The new president of the Bundesbank, a "hawk" with a social democratic card

The new president of the Bundesbank, a

"A dead falcon, falcon put." To describe what happens these days in the Bundesbank, the German central bank, is well worth that ornithological adaptation of the saying according to which "a king dead, king put". The departure of Jens Weidmann, considered a finance "hawk" who resigned last fall citing "personal reasons" after eight years at the helm of the Bundesbank, has given rise to the succession of another “hawk”. Joachim Nagel, who took up his new position earlier this week.

The adjective "hawk" is used in this context to speak of those defenders of a German economic orthodoxy always on the alert for inflation. This Teutonic tradition is also characterized by being reluctant to indebted itself and others. During the eight years that Weidmann was at the head of the Bundesbank, his was one of those voices critical of the policies of the European Central Bank (ECB), whose initiatives in Germany tend to be judged as “too expansive”.

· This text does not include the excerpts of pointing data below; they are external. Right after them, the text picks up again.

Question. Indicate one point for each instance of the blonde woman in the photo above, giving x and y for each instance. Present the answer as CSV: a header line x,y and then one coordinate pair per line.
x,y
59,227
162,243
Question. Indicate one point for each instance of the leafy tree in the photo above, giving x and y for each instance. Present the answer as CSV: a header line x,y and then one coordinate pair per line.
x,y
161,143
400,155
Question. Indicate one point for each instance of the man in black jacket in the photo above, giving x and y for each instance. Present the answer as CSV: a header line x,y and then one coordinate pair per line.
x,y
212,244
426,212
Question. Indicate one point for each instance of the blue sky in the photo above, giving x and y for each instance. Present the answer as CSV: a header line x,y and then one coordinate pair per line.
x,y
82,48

In the profile of Nagel, 55, his affiliation to the Social Democratic Party of Germany (SPD) stands out. That formation is that of the current German chancellor, Olaf Scholz, successor to the conservative Angela Merkel thanks to a three-way coalition with the environmentalist party The Greens and the liberals of the FDP. Nagel, in the 1990s, was responsible for economic and financial policy for the SPD presidency in Bonn.

But that social democratic past of Nagel is already very far away. In addition, from the outset, the new president of the Bundesbank At the time, he belonged to “the more moderate wing of the Social Democrats”, as the German media has described it. Today, Nagel is someone who passes for being a banker 100% Made in Germany.

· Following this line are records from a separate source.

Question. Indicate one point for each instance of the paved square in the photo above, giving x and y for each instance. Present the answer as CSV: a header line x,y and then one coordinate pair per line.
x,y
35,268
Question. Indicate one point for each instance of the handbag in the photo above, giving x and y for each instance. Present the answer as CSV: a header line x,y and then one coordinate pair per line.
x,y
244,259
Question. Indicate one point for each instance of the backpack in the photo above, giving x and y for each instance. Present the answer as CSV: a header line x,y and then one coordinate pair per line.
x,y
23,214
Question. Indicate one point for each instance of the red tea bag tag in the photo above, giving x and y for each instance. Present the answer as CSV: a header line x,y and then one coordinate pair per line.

Not in vain, before arriving at the Teutonic central bank, he has worked for financial institutions such as the Bank for International Settlements, considered, internationally, as the "bank of central banks", or the German Development Bank (KFW). At Bundesbank, Nagel is not an unknown. On the contrary, he worked for the Teutonic central bank between 1999 and 2016.

From 2010 to 2016, Nagel integrated the management positions of said institution. “Nagel has spent a lot of time in the Bundesbank, his time in the SPD is far away, it is not as if he now came to the Bundesbank someone directly from party headquarters,” he tells Hubertus Bardt, head of studies at the Institute for German Economics (IW), an economic research center based in Cologne.

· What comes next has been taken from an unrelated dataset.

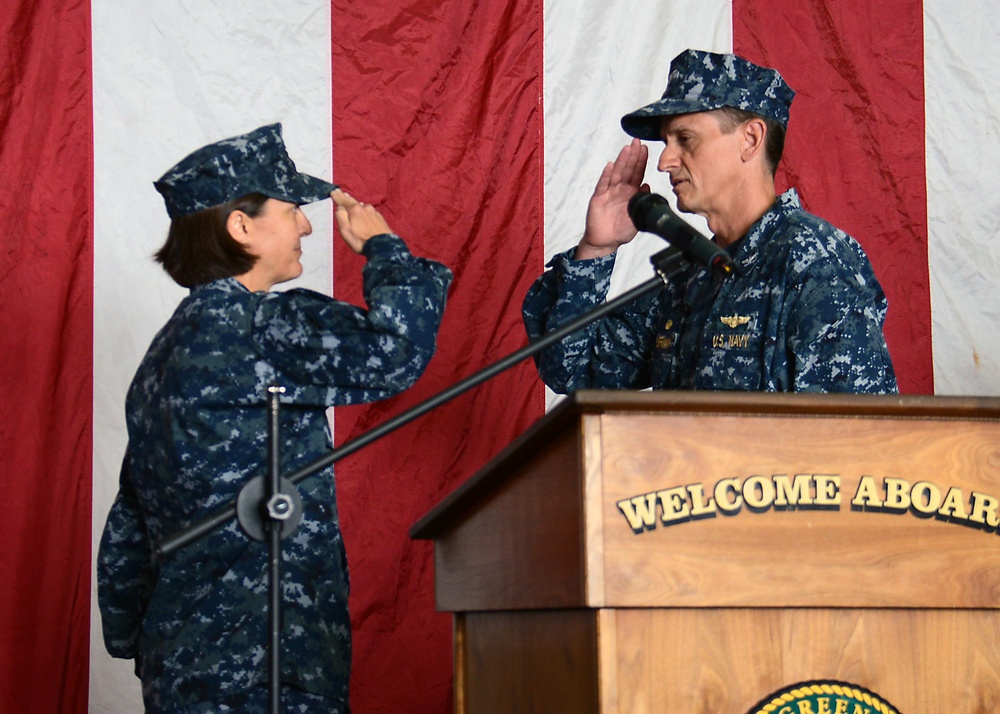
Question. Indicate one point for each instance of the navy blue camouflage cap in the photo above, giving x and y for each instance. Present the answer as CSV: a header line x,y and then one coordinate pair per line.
x,y
256,162
701,81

Proof, in any case, that Nagel falls within the tradition of Bundesbank is that it has the full approval of the German finance minister and leader of the liberal party, Christian Lindner. “I am sure that you, Mr. Nagel, in view of your resume, will defend the tradition of monetary policy and the continuity of the Bundesbank, Lindner was telling the new president of the German central bank on the day of his inauguration.

Lindner should not be disappointed in Nagel. Because he has already made it clear that the concerns of his predecessor, Jens Weidmann, are also his. On the day of his inauguration, Nagel said that he is one of those who sees "rather the danger that the level of inflation remains higher than is currently believed." It is no coincidence that the new president of the Bundesbank talk from your first day of the rise in prices. This issue has occupied Germany for months.

Inflation stands at 5.3% in Germany, according to official data last month. It is a rise in prices that has not been seen here since June 1992. Germany is no exception, as inflation in the euro zone has reached unprecedented levels (5%). The rate in Spain closed December at 6.5%.

In this context, Nagel has already expressed concern about the effects of price increases. "People with lower incomes will be affected more by this because they allocate a greater part of their income to consumption," said the new president of the Bundesbank at his inauguration ceremony this week. Nagel is not alone in worrying about this problem.

"The ECB is attentive to inflation and statements have already been heard indicating that the rise in inflation is worrying, and this is a change from what was said just a couple of weeks ago," estimates Bardt, the person in charge of the IW. Bardt alludes, for example, to recent statements by Isabel Schnabel, also German, a member of the ECB leadership. She acknowledged uncertainty about inflation in a recent interview with the French newspaper Le Monde.

“We know that inflation will be high for some time, but also that it will decrease over the next year” but “we are not so sure about the speed and intensity of the decline”, said Schnabel. The concern that is observed in Frankfurt (West Germany) , headquarters of the ECB, on account of inflation is seen in Germany as a favorable wind for the messages of the new president of Bundesbank. In the concert of European central bankers, this usually counts on the notable support of Austria, the Scandinavian countries and the Netherlands.

“In reality, the debate between European central bankers was more intense during the days when the management of the economic crisis of the pandemic was decided,” according to Bardt. He sees consensus in the event that the ECB intervenes to stop the rise in prices, raising interest rates, for example. “The important thing is to act on time, not too soon or fall asleep. The ECB right now is concerned about inflation and this is going to lead to an intervention at a given moment, no matter who chairs the BundesbankBardt concludes.